The Basics of High-Performance Networking
In this article
When it comes to the traditional pillars of data center infrastructure (i.e., compute, storage, network), the network is unique in that it has no inherent value on its own. While standalone servers can still compute things and storage hold things, the network is only as useful as the information it transports.
The same logic applies to high-performance networking (HPN) — though the downside of a dysfunctional HPN can be a little more significant. If the data does not arrive perfectly, reliably and in order, it will often cause upstream and downstream disruptions that are way beyond the scope of the basic transport. The reason? Because "high performance" is significantly more complex than a mere function of bandwidth and application-specific integrated circuit (ASIC) latency.

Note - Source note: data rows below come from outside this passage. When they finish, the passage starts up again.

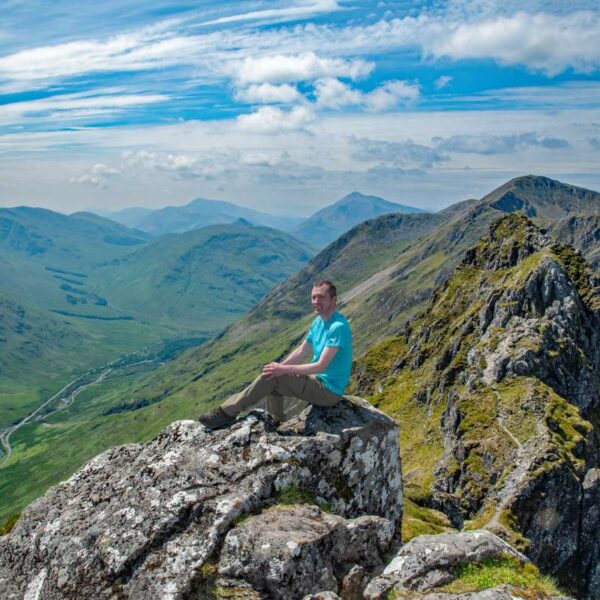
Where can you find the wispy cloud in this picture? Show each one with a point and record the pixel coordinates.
(180, 166)
(267, 93)
(281, 68)
(441, 82)
(498, 144)
(403, 153)
(99, 176)
(272, 120)
(75, 106)
(332, 93)
(544, 42)
(302, 9)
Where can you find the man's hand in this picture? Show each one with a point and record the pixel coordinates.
(274, 370)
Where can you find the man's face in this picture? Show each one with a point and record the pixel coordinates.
(322, 302)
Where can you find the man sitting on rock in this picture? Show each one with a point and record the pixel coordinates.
(321, 381)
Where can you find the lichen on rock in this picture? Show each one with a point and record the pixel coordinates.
(143, 520)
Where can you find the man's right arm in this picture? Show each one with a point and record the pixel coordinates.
(299, 355)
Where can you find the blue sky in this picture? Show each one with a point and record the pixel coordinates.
(287, 106)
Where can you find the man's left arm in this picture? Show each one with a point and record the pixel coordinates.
(278, 369)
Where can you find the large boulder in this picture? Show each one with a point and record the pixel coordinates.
(430, 561)
(287, 552)
(148, 520)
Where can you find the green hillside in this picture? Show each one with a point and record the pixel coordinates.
(90, 290)
(387, 269)
(334, 220)
(49, 258)
(202, 279)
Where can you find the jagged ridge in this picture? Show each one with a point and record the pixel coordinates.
(497, 391)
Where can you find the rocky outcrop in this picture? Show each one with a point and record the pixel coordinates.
(430, 561)
(287, 552)
(501, 375)
(162, 519)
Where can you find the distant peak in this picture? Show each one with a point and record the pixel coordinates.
(243, 222)
(507, 242)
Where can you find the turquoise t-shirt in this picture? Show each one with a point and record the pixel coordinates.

Networkers know that the line of demarc in a traditional environment is where a packet hits the wire on one side and is handed off to the network interface card (NIC) on the other. It's simple, concise, straightforward to troubleshoot (or at least pass the buck and say "not a network problem"), and comprises only a tiny fraction of the whole picture.
This article will cover the components of HPN, the transport technologies available, and the "special sauce" that makes things actually go fast.
The components of "high performance"
Latency
NIC-to-NIC latency passing through a single switch ASIC usually clocks in somewhere in the 100-300 nanosecond range (this varies by chip and platform). Kernel-to-kernel latency — holding all other things equal — is around 50 microseconds. What's the implication? About 95 percent of the latency is happening inside the server.
Understanding why requires a look inside the server itself.
A highly simplified packet walk (i.e., "a day in the life of a packet") starts when two 8-byte registers go into a CPU and an 8-byte register comes out. This is considered a single 64-bit flop. From there, our intrepid little data nugget must go through the L1 (super-fast), L2 (very fast) and L3 (fast) caches, main memory (not fast at all), and the PCI bus before it makes it to the NIC for transmission to another device.
*Note that the applications, sockets and protocol drivers all live in main memory*
Bandwidth
Bandwidth demands are constantly increasing. Table stakes for HPN are currently 400gbps, with a leap to 800–1600gbps expected over the next two years. Bandwidth is a constantly moving target, and investment should be understood to have a limited "top of the food chain" shelf life before what is considered ultra-fast becomes ho-hum normal.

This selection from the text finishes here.